Barriers to risk factor control may differ by race/ethnicity. The goal of this study was to identify barriers to stroke awareness and risk factor management unique to Hispanics as compared to ...non-Hispanic whites (NHWs). We performed a prospective study of stroke patients from an academic Stroke Center in Arizona and surveyed members of the general community. Questionnaires included: the Duke Social Support Index (DSSI), the Multidimensional Health Locus of Control (MHLC) Scale, a stroke barriers questionnaire, and a Stroke Awareness Test.
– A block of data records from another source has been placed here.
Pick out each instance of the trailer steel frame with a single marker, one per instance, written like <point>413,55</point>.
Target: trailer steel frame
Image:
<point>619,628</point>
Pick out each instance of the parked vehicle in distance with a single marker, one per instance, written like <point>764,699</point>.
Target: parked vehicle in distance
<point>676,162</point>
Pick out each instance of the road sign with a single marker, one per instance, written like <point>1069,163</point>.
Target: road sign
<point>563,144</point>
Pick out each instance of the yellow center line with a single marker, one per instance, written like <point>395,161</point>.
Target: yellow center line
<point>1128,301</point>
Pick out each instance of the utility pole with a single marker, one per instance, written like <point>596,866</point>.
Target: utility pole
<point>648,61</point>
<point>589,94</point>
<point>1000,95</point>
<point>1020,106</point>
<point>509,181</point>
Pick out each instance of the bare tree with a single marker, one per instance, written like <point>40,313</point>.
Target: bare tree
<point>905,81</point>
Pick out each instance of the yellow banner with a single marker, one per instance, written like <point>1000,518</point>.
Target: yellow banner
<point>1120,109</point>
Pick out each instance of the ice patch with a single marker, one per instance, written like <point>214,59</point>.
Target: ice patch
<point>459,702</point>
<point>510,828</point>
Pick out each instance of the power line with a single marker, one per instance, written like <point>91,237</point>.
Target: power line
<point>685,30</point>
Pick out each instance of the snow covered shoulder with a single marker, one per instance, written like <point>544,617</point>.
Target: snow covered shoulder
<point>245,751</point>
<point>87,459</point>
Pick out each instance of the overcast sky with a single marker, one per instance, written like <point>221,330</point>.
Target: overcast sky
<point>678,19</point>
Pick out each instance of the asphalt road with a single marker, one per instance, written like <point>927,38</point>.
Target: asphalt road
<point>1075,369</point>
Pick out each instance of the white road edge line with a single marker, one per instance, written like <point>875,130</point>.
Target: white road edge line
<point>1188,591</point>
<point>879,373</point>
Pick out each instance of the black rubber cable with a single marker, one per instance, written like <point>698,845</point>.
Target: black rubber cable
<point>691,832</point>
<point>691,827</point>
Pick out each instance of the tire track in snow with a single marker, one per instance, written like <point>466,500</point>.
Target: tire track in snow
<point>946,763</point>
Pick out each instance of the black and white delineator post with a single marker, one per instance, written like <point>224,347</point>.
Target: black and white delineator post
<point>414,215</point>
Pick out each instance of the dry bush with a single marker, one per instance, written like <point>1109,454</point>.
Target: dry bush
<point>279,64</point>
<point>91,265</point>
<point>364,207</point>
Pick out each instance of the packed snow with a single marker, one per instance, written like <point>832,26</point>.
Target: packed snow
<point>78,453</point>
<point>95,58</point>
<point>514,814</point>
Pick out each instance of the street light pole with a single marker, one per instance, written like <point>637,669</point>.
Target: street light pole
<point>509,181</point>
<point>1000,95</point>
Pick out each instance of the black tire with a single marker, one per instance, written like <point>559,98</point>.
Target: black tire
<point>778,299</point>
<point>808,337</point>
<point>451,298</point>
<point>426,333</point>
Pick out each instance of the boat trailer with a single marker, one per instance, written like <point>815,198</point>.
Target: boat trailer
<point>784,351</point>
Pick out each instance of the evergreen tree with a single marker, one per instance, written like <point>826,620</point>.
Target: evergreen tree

Of 145 stroke patients surveyed (72 Hispanic; 73 NHW), Hispanics scored lower on the Stroke Awareness Test compared to NHWs (72.5% vs. 79.1%, p = 0.029). Hispanic stroke patients also reported greater barriers related to medical knowledge, medication adherence, and healthcare access (p < 0.05 for all). Hispanics scored higher on the "powerful others" sub-scale (11.3 vs. 10, p < 0.05) of the MHLC. Of 177 members of the general public surveyed, Hispanics had lower stroke awareness compared to NHWs and tended to have lower awareness than Hispanic stroke patients. These results suggest that Hispanic stroke patients perceive less control over their health, experience more healthcare barriers, and demonstrate lower rates of stroke literacy. Interventions for stroke prevention and education in Hispanics should address these racial/ethnic differences in stroke awareness and barriers to risk factor control.